Another example are those like me who stutter, have a speech impediment. There are horrible times when even those with a mild stutter get caught up, such as lining up buying a railway or bus ticket, lining up at the cinema, the shopping cue, where all the symptoms are at their worst. It's excruciating, let me tell you.
Being laughed at - sniggles, rude comments, jeering, thought an idiot are all part and parcel of being a stutterer. Only an indigenous person or someone in a minority could effect 18c, me a white Anglo-Saxon stutterer, Protestant male, not a chance in hell.
I for one will be celebrating Australia Day. My father was born on a dairy in Tewantin (Noosa), Qld. He himself became a pioneer dairyman on Crediton (Eungella) 60 miles west of Mackay on the range. In the 1930's the land was untouched, virgin bush with rich grass soils – he and his brother cleared the land almost exclusively by hand with an axe. When my father married he continued clearing by hand. He ended up with a highly successful milking herd. Raised three kids and nine grand children.
My mother came to relatives in Australia in 1933 from England working as a nanny on country estates and then in Sydney in a pottery business. When war came she and her friends joined the Land Army and served for 5 years in the Batlow Tumut area where after the war, met my father who was on a working holiday.
Yes, I'll be celebrating Australia Day.
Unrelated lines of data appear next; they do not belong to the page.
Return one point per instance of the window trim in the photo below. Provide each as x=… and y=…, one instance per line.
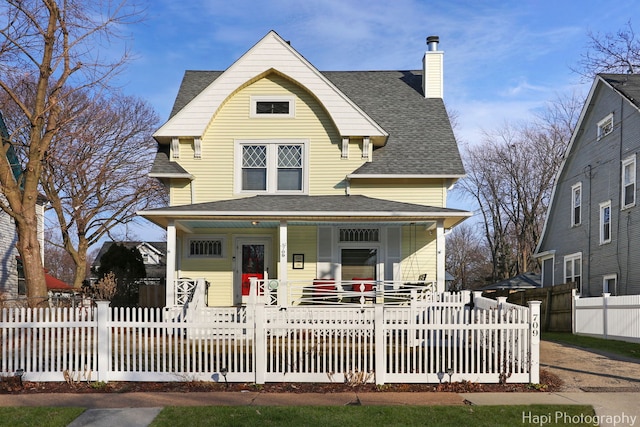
x=603, y=206
x=631, y=160
x=191, y=238
x=605, y=126
x=572, y=258
x=272, y=165
x=576, y=188
x=254, y=99
x=608, y=277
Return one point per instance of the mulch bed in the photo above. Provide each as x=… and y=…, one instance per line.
x=11, y=385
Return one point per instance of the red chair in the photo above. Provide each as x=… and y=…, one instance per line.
x=364, y=285
x=324, y=290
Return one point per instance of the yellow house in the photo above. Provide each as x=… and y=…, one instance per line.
x=278, y=170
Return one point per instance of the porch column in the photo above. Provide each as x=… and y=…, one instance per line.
x=282, y=272
x=171, y=264
x=440, y=257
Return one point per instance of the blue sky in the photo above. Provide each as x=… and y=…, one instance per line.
x=503, y=59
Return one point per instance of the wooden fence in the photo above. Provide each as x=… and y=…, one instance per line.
x=446, y=339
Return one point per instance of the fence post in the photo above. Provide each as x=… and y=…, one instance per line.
x=380, y=344
x=259, y=348
x=605, y=315
x=534, y=342
x=574, y=313
x=103, y=336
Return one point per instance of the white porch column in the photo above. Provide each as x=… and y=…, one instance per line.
x=440, y=257
x=282, y=272
x=171, y=264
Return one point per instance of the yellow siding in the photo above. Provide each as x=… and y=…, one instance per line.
x=214, y=171
x=424, y=260
x=302, y=240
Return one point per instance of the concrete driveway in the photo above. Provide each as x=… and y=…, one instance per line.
x=588, y=370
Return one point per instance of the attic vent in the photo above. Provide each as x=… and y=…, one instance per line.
x=359, y=234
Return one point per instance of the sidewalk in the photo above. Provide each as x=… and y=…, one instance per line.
x=140, y=409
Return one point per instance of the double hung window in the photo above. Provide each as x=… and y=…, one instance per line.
x=629, y=182
x=272, y=166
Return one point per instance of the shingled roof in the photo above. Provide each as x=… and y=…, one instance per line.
x=627, y=84
x=421, y=141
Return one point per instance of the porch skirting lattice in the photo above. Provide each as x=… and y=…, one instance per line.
x=426, y=342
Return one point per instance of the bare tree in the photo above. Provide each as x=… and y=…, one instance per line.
x=510, y=176
x=617, y=52
x=96, y=174
x=467, y=257
x=52, y=45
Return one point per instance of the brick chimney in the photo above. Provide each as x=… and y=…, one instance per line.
x=432, y=69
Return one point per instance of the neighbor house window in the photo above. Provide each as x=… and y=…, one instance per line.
x=268, y=106
x=272, y=167
x=205, y=247
x=629, y=182
x=609, y=282
x=576, y=204
x=605, y=222
x=605, y=126
x=573, y=269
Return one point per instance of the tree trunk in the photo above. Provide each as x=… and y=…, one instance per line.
x=29, y=248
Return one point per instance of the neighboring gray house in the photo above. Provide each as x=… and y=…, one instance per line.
x=592, y=231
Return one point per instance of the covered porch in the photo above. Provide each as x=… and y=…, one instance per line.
x=327, y=247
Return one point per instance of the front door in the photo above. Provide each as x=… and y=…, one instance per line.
x=252, y=260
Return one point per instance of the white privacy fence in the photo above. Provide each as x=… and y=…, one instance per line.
x=452, y=337
x=608, y=317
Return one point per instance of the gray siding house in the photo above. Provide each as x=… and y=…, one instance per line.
x=592, y=231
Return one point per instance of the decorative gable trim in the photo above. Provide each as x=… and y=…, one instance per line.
x=175, y=147
x=197, y=147
x=272, y=53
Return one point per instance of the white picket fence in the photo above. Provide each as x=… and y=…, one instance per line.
x=608, y=317
x=445, y=339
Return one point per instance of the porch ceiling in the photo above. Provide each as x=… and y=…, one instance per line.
x=268, y=211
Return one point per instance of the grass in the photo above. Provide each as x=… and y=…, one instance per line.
x=38, y=416
x=622, y=348
x=354, y=416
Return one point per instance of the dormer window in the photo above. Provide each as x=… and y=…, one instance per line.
x=605, y=126
x=270, y=106
x=271, y=166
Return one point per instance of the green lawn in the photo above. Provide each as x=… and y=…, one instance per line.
x=38, y=416
x=354, y=416
x=622, y=348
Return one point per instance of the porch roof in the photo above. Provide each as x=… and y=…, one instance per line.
x=306, y=209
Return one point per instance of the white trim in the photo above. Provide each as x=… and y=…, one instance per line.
x=214, y=237
x=270, y=54
x=603, y=206
x=631, y=160
x=272, y=165
x=197, y=147
x=605, y=126
x=575, y=259
x=577, y=187
x=605, y=279
x=175, y=147
x=272, y=98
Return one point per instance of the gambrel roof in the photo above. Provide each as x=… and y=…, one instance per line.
x=417, y=138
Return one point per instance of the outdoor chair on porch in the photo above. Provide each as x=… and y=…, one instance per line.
x=364, y=288
x=324, y=290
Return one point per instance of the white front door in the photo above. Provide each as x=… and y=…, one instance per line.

It's wonderful to be an Australian and also wonderful to be a follower of Jesus.
Dr Mark Tronson is a Baptist minister (retired) who served as the Australian cricket team chaplain for 17 years (2000 ret) and established Life After Cricket in 2001. He was recognised by the Olympic Ministry Medal in 2009 presented by Carl Lewis Olympian of the Century. He mentors young writers and has written 24 books, and enjoys writing. He is married to Delma, with four adult children and grand-children. Dr Tronson writes a daily article for Christian Today Australia (since 2008) and in November 2016 established Christian Today New Zealand.